Se tudo o que você precisasse saber sobre o mundo contemporâneo se resumisse a
um acidente de carro ou assalto nos bairros circunvizinhos, ou mesmo entrevistas
com pessoas que mal sabem proferir dizeres em ordem racional; o mundo seria
mais fácil. As notícias que me interessarem podem ser lidas através de um
tijolo inteligente, sob meu manuseio e minha escolha.
Quando
estava muito enjoado da TV a esmo, ligava o barulhento ventilador de meu
quarto, que preenchia os meus ouvidos com o som de hélices; muito mais doces do
que o que outros chamavam de música. Perceba que vizinhos – mais do que usuários
– traficantes de farinha e cuja insignificância os impediam de apreciar o
silêncio já constituíam problema suficiente; mas ainda me permitiam existir com
algum regozijo. Comecei a conceber a magnitude do problema quando acordei
assustado em dada madrugada, com outro vizinho meu (este a que me afeiçoei), da
casa ao lado da minha, batendo à minha porta. Bastou que me aproximasse dela,
antes de abri-la, para entender que, mais importantes do que os gritos do
vizinho bom para a minha pessoa, eram os gritos do irmão que tentava esfaquear
a irmã, na segunda casa. Naquela hora eu me deparei com algo cotidiano, mas que
não sempre é tão explícito: escolha. Interferir diretamente, enquanto o colega
chamava a polícia? Chamar a polícia e esperar? Não fazer nada, e deixar a
seleção natural agir? Não, este segundo, neste
caso, não me representava.
Respirei.
Iria para lá.
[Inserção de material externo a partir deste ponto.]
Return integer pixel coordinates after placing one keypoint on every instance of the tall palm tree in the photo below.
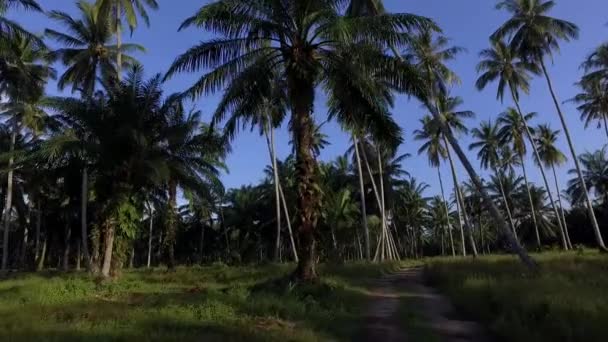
(512, 132)
(488, 143)
(593, 103)
(534, 36)
(115, 11)
(302, 43)
(87, 52)
(551, 156)
(436, 152)
(501, 64)
(22, 80)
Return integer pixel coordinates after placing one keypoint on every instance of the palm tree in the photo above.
(435, 152)
(535, 35)
(437, 76)
(488, 143)
(302, 43)
(593, 103)
(115, 11)
(9, 28)
(551, 156)
(22, 80)
(88, 54)
(500, 63)
(512, 132)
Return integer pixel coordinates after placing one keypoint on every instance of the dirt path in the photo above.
(434, 311)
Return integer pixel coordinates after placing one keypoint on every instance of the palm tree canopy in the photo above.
(88, 53)
(500, 63)
(533, 33)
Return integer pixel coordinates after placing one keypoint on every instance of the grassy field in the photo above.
(216, 303)
(567, 301)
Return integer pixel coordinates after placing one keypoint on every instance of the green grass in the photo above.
(567, 301)
(215, 303)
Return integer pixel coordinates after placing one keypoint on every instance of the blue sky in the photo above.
(467, 22)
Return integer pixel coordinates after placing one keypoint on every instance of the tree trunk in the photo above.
(150, 235)
(108, 247)
(539, 162)
(118, 41)
(269, 131)
(561, 206)
(302, 94)
(504, 198)
(596, 228)
(363, 204)
(294, 250)
(9, 198)
(495, 214)
(460, 202)
(447, 213)
(66, 248)
(84, 200)
(533, 210)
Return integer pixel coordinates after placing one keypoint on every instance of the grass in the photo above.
(215, 303)
(567, 301)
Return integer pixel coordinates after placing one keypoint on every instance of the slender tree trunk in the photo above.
(363, 205)
(461, 206)
(66, 248)
(83, 219)
(151, 212)
(37, 234)
(495, 214)
(302, 93)
(294, 250)
(118, 41)
(447, 212)
(596, 228)
(269, 131)
(108, 247)
(504, 198)
(9, 198)
(561, 206)
(539, 161)
(533, 210)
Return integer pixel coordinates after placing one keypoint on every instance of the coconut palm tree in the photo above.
(501, 64)
(435, 151)
(87, 53)
(22, 80)
(488, 143)
(512, 132)
(593, 103)
(117, 10)
(534, 36)
(303, 44)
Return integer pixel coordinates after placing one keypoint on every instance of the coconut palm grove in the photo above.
(392, 206)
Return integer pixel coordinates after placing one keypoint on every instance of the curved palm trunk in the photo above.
(540, 165)
(363, 206)
(149, 261)
(302, 93)
(494, 212)
(460, 206)
(533, 211)
(563, 215)
(9, 198)
(294, 250)
(504, 199)
(83, 219)
(447, 212)
(275, 172)
(596, 228)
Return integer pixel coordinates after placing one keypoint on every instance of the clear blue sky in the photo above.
(467, 22)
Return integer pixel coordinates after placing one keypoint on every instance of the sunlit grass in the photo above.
(567, 301)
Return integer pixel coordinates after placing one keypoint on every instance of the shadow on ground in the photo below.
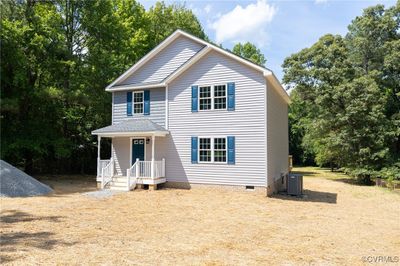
(11, 241)
(311, 196)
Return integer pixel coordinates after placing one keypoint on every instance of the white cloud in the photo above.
(247, 23)
(207, 8)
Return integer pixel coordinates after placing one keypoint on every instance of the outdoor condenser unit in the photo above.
(295, 184)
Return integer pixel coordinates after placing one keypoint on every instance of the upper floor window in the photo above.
(220, 97)
(138, 102)
(212, 97)
(205, 98)
(205, 150)
(212, 150)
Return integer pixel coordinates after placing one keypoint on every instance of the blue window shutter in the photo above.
(231, 96)
(129, 103)
(146, 102)
(194, 149)
(231, 150)
(195, 98)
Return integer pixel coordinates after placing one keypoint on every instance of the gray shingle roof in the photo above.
(131, 125)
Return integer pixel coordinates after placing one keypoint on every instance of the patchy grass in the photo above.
(336, 223)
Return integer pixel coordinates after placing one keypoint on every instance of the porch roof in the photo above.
(132, 127)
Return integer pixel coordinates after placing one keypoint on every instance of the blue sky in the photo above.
(278, 28)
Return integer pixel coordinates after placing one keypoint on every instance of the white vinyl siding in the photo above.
(138, 102)
(165, 62)
(278, 135)
(246, 123)
(157, 107)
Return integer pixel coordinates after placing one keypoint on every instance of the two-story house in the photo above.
(189, 113)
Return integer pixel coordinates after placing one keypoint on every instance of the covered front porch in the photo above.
(137, 155)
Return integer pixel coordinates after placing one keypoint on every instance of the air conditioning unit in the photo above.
(295, 184)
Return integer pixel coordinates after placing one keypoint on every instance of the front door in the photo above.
(137, 149)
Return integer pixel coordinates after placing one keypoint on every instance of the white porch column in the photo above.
(153, 140)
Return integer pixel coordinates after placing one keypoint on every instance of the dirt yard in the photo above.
(336, 223)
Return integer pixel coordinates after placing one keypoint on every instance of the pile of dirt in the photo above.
(15, 183)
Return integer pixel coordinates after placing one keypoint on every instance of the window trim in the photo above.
(220, 97)
(212, 149)
(213, 97)
(133, 102)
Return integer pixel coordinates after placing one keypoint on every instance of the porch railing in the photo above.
(100, 165)
(144, 169)
(107, 173)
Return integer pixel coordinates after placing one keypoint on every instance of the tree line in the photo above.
(57, 57)
(345, 110)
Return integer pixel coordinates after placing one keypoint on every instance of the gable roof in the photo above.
(267, 73)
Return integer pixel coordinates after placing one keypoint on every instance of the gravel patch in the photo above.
(100, 194)
(15, 183)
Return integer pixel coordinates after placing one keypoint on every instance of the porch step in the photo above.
(118, 183)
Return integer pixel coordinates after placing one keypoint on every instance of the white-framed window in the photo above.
(212, 150)
(205, 150)
(212, 97)
(220, 150)
(220, 97)
(205, 99)
(138, 102)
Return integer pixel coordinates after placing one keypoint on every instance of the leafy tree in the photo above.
(249, 51)
(346, 102)
(56, 59)
(165, 19)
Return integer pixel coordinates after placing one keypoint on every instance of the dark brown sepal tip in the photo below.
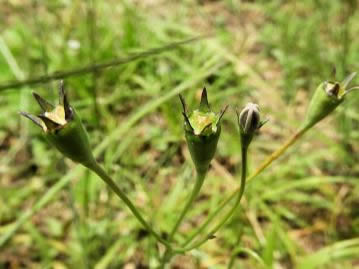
(33, 118)
(222, 113)
(45, 105)
(204, 105)
(51, 125)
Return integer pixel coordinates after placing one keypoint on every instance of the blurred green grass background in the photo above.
(300, 213)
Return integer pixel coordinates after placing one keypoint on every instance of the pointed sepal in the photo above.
(204, 105)
(45, 105)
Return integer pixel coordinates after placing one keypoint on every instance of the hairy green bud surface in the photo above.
(326, 98)
(249, 122)
(202, 131)
(63, 128)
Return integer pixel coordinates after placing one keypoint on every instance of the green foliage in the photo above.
(301, 213)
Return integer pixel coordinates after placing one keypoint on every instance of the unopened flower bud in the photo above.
(249, 122)
(63, 128)
(327, 96)
(202, 131)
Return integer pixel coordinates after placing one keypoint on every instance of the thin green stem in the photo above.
(96, 168)
(275, 155)
(197, 187)
(236, 204)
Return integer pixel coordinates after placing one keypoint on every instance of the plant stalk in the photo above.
(275, 155)
(237, 202)
(197, 187)
(96, 168)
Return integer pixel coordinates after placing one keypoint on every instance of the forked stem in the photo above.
(235, 206)
(197, 187)
(275, 155)
(96, 168)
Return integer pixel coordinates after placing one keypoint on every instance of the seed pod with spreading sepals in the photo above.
(63, 128)
(202, 130)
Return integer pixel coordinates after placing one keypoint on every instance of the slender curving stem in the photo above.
(96, 168)
(275, 155)
(233, 209)
(197, 187)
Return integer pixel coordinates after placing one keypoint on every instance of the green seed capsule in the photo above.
(202, 131)
(63, 129)
(249, 122)
(326, 98)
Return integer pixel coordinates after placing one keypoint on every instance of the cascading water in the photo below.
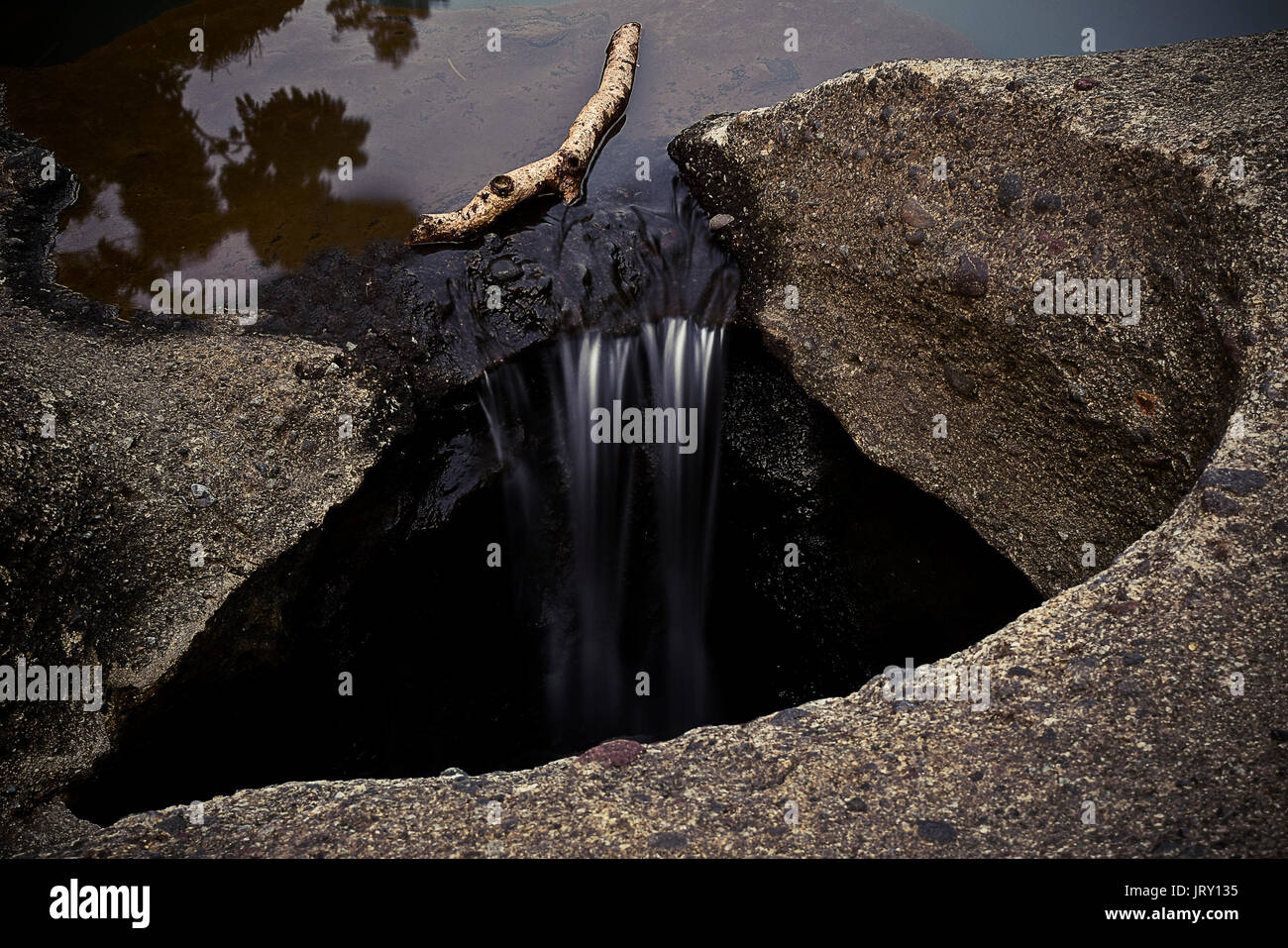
(638, 501)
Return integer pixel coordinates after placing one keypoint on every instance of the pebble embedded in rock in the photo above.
(936, 831)
(958, 381)
(1218, 504)
(503, 270)
(914, 215)
(1237, 480)
(612, 753)
(970, 275)
(1009, 189)
(1043, 204)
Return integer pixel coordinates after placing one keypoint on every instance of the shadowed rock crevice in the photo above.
(447, 657)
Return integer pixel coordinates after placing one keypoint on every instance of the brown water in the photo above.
(224, 163)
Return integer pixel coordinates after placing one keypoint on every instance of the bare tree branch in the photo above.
(559, 172)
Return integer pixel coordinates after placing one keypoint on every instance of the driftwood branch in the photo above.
(559, 172)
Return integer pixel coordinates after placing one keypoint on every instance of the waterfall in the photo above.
(632, 517)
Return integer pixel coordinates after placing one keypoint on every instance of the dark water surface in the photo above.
(224, 163)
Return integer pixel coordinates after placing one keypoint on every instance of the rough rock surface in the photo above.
(1119, 690)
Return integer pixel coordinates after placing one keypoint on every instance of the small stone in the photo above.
(1009, 189)
(1237, 480)
(970, 277)
(936, 831)
(958, 381)
(789, 716)
(914, 215)
(612, 753)
(503, 270)
(1043, 204)
(1218, 504)
(668, 841)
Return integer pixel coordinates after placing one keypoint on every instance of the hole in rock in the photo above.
(616, 559)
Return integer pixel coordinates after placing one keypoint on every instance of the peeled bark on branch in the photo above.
(559, 172)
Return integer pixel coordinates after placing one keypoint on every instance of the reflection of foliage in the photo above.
(391, 35)
(274, 171)
(292, 143)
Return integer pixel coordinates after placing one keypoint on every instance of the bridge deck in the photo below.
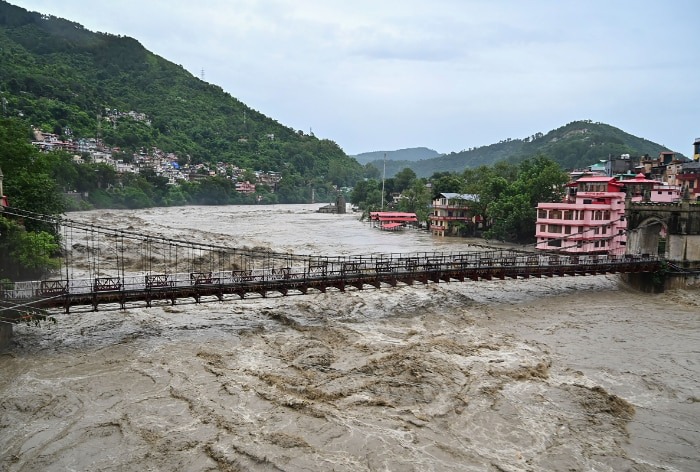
(320, 274)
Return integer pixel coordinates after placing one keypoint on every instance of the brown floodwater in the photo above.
(574, 373)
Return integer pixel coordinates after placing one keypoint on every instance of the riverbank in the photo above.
(543, 374)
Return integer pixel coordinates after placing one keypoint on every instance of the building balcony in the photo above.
(450, 207)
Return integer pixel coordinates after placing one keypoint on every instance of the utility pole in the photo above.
(383, 179)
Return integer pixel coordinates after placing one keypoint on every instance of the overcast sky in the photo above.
(380, 75)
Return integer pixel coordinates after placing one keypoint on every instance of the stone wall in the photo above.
(5, 335)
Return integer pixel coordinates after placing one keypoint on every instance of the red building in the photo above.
(591, 219)
(450, 210)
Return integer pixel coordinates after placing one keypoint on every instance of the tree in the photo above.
(512, 205)
(404, 179)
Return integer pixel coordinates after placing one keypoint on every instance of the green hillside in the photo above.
(410, 154)
(575, 145)
(65, 79)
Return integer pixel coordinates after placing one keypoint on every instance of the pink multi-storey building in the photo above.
(591, 219)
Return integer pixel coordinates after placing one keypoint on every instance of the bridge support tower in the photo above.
(671, 231)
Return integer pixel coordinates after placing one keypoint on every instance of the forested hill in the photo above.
(410, 154)
(575, 145)
(59, 76)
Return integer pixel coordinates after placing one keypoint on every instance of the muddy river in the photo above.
(570, 374)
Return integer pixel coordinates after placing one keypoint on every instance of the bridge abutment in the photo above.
(5, 335)
(659, 282)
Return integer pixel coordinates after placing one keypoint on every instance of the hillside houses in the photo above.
(163, 163)
(591, 217)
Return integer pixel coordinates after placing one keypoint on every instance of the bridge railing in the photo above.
(362, 268)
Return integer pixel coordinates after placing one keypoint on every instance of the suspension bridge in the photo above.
(123, 268)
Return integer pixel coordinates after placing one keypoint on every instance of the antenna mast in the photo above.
(383, 179)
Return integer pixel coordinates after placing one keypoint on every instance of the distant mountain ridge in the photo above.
(575, 145)
(409, 154)
(70, 81)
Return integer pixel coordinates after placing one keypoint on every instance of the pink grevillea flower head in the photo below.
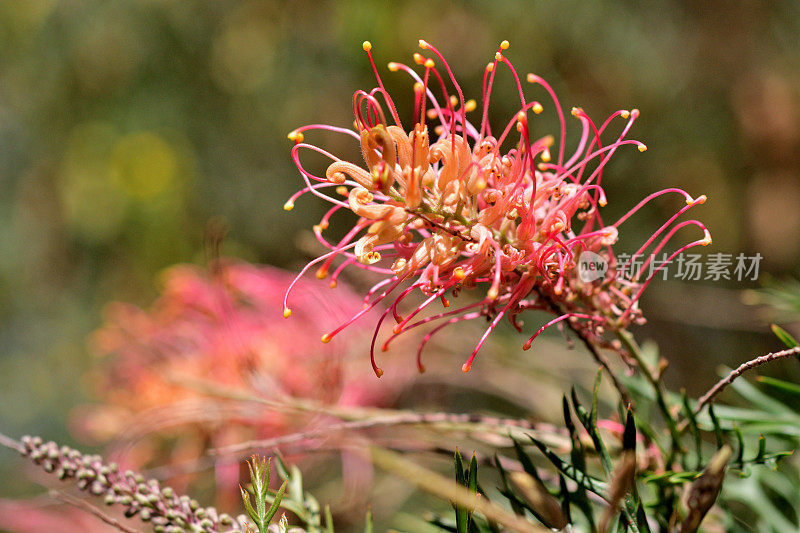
(222, 327)
(447, 205)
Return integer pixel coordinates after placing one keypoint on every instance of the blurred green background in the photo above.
(127, 126)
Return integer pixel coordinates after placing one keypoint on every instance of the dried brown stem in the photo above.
(727, 380)
(89, 508)
(475, 421)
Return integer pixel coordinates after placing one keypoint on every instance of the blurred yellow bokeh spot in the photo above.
(93, 205)
(143, 164)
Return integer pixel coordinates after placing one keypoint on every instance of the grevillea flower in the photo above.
(220, 327)
(446, 205)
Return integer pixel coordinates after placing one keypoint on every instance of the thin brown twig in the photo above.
(399, 418)
(89, 508)
(727, 380)
(8, 442)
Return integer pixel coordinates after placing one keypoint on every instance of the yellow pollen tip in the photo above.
(697, 201)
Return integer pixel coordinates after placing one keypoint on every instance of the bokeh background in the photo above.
(132, 130)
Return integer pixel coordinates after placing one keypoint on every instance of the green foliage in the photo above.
(260, 468)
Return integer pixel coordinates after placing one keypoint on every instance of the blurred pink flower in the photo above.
(224, 328)
(35, 516)
(446, 205)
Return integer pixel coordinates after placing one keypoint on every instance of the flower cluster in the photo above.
(167, 511)
(218, 326)
(447, 205)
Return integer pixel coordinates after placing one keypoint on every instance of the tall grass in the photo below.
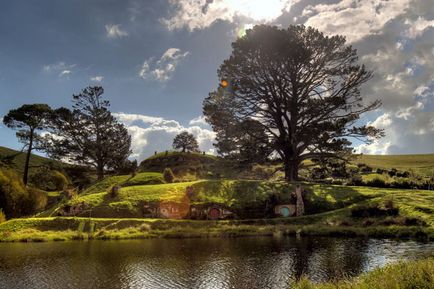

Provavelmente seria esfaqueado. Mas iria para lá. Quando me
aproximei, notei que a porta da mulher estava trancada, e ele tentava arrombá-la,
enquanto ela a segurava com o seu próprio peso, do outro lado. Então, sirenes
foram ouvidas: os vizinhos do prédio ao lado foram mais rápidos.
Agora,
eram nove. E minha apreensão ganhou novo escopo.
A vida
seguiu da mesma maneira por dias, semanas; talvez mais um mês. Eu continuava me
afastando cada vez mais daqueles que um dia chamei de amigos. Cada vez mais
racionalizava o flerte com o sexo oposto. Cada vez mais abria a tela do tijolo
por puro vício, e não pelo desejo de entrar em contato com alguém. Quando via
alguma mensagem de uma pessoa que eu escolhi tratar como indesejada, meu
coração parecia querer arrombar o meu peito como o irmão com a porta da irmã.
A tensão
entre eu e os vizinhos indesejados tornou-se explícita, e sempre que eu entrava
ou saía da vila e passava por eles, era palpável no ar o desprezo bidirecional.
Eles tinham alguma incapacidade motora de fechar as portas, pois chovesse ou fizesse
sol, na paz universal ou em meio a uma horda de demônios; eles mantinham-nas
abertas, como para que eu e os outros víssemos sempre suas caras feias.
Preciso
dizer, ainda nesse intervalo a que me refiro, fui racionalizando cada vez com
maior assertividade as reações que tomavam conta de mim, diante do cinza que
permeia as relações humanas. E nada podia fazer com tais racionalizações.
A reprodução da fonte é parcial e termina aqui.